Jan 02, 2011 23:40
before i send it out with a bang (quite literally the best one I've ever had) I need to write down some memories so I'll always have them. (and because I would do anything to drain this moody sort of heartbreaking feeling that trading Charleston for Asheville always creates...)
(in Charleston I woke up on the first day of the New Year to watch an Emancipation Day parade float by right in front of Landon's house and I was drunk on SO many kinds of love, I can't even begin to explain the perfection all the reckless joy I have to give up now.
but let's back up and navigate towards the only reason I ever write. i'm thinking 20947019274 things about a man and I need to sort them out.
i'm changing. i don't need to define it all anymore. im starting to accept that some relationships just unravel in tangled ways when historically i've always needed to wrap someone around my finger.
(i can be as deep as I need to be. as honest. this is only for me.)
(how much i've changed in 7 days alone)
arguing with landon last night about Pawlowski's ability to blow magic dust in my face (and every girl's face for that matter) and he is almost enraged that
I lose all my rationality, become weak in the knees. and on my best/worst days even fall for an illusion.

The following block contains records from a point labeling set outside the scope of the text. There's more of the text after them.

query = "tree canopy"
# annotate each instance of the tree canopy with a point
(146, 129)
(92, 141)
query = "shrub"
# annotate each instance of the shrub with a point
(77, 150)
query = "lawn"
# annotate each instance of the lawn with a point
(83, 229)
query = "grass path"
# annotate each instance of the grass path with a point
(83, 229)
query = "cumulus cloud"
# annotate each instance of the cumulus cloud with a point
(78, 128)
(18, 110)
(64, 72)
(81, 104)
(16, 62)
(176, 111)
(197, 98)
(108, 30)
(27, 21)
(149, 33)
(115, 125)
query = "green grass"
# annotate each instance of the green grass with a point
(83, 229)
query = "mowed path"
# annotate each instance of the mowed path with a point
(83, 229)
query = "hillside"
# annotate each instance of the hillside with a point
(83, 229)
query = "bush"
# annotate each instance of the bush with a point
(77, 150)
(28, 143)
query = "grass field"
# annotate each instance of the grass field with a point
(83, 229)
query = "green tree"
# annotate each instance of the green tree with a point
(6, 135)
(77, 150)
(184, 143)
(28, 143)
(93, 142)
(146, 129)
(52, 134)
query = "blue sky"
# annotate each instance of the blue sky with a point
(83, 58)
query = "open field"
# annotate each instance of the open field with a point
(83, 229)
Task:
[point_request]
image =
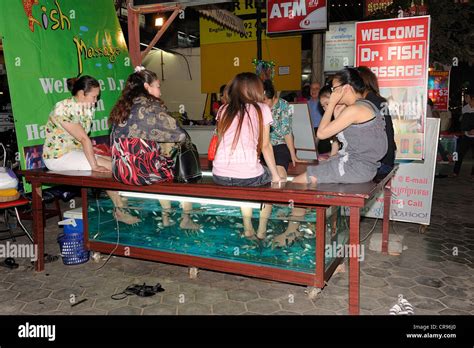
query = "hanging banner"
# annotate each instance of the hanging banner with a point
(372, 6)
(412, 186)
(397, 51)
(438, 89)
(339, 46)
(296, 16)
(45, 43)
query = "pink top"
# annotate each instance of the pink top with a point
(242, 162)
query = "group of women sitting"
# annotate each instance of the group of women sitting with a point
(254, 128)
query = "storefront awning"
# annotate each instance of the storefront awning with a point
(206, 8)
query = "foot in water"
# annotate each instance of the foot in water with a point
(250, 234)
(288, 237)
(187, 223)
(127, 218)
(165, 218)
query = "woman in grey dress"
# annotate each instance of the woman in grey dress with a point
(360, 128)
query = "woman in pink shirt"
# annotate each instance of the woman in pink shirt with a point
(243, 127)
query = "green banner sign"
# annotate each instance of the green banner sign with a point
(47, 41)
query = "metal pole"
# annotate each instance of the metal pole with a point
(258, 5)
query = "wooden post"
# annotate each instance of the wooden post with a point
(354, 271)
(133, 35)
(38, 224)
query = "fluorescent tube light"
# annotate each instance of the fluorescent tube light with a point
(190, 199)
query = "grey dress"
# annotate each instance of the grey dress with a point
(363, 146)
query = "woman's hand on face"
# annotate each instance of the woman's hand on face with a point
(100, 169)
(338, 110)
(336, 96)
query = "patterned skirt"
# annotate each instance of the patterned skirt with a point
(139, 162)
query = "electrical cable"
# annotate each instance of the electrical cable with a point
(118, 234)
(370, 232)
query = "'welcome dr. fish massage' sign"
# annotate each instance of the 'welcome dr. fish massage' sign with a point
(300, 15)
(47, 41)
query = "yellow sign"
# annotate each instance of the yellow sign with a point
(244, 7)
(212, 32)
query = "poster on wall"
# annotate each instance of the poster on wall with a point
(285, 16)
(45, 43)
(412, 185)
(339, 46)
(438, 89)
(396, 50)
(372, 6)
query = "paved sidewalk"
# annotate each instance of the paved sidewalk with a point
(435, 274)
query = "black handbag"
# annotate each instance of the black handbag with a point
(186, 162)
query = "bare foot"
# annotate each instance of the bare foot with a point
(165, 219)
(188, 224)
(250, 234)
(262, 234)
(125, 217)
(288, 237)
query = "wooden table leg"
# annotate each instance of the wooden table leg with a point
(386, 217)
(354, 272)
(320, 244)
(38, 224)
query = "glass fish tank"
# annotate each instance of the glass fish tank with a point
(216, 231)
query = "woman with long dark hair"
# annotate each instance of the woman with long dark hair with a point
(67, 145)
(372, 94)
(359, 126)
(243, 127)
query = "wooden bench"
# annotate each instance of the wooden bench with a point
(318, 197)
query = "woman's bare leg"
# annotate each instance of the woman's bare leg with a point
(186, 222)
(282, 172)
(165, 212)
(291, 233)
(120, 213)
(249, 231)
(120, 204)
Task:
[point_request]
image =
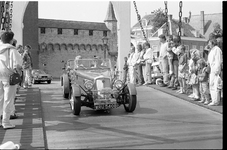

he knows me better. I know me better. i'm out of control and definitely out of character these days and loving every second of it.
he's just Pawlowski
i spend hours trying to see down his soul. I try to see what he is thinking and at times I feel like he knows I'm capable reading his mind, reaching down and pulling his heart back in it's proper place because I think his has sunk way down low. so low he doesn't even care if it beats sometimes. women live to do this.
and then just as easily I don't care. just as easily, I can't. for the sake of my own sanity.
(how can you simultaneously and truly care and not care at the same time?)
we climb up a tomb from the 1800s. sit at the top of this tomb in a historic graveyard (a scene exclusive to charleston and actually gorgeous in the sense that I feel nothing one should feel in a graveyard, just a calm sort of anger and disbelief laced with an overwhelming urge to laugh and kiss him. he has already slept with 3 women since I've been gone)
who does that? what angry star runs your devil/angel heart? how long will you live like this? do you even want to? (he is so honest. he is so fucked up. he is me if I was honest to myself) i have so much to say to you but suddenly i don't care if it all gets said.
i wrote you a letter (in my usual emo fashion) but I'd rather call you a fucking whore to your face in a graveyard on top of a tomb six feet in the air in charleston south carolina where it is 70 degrees on the last night of december where I feel absolutely crazy for you where you have blown magic dust in my face
and I kiss you knowing you'll save nothing for me, I kiss you only because your curious affection for me is almost tangible therefore I know it's real, even if everyone shakes their heads at us. even if everyone tells me I've been drastically duped. I FEEL IT IN YOU.
i kiss you because I know that we are about to call it a night and like last week you will hold me all night in the most perfect way I like to be held without any expectation (thats part of the magic you blow in my face.)
every girl is in love with you. i see them in the living room glaring at me because you've blown magic on them too. they want you like I had you last night
all the way inside them, your hand between the abdomen and the bed fucking them like a ghost running through a wall kissing their back, pulling their hair. so good it's like the lust induced dreams I have in the morning before you even touch me. so good you wake up the whole house.
i've never felt like this. i don't think you even have anything to do with it.
i feel like i'm waking up. it's not even about you.
i've been accidentally attaching because i think that equates to love.
but i can feel love just fine. i can look in your eyes and take what I want. and i can leave.
we were all born to leave.
there are all different kinds of love.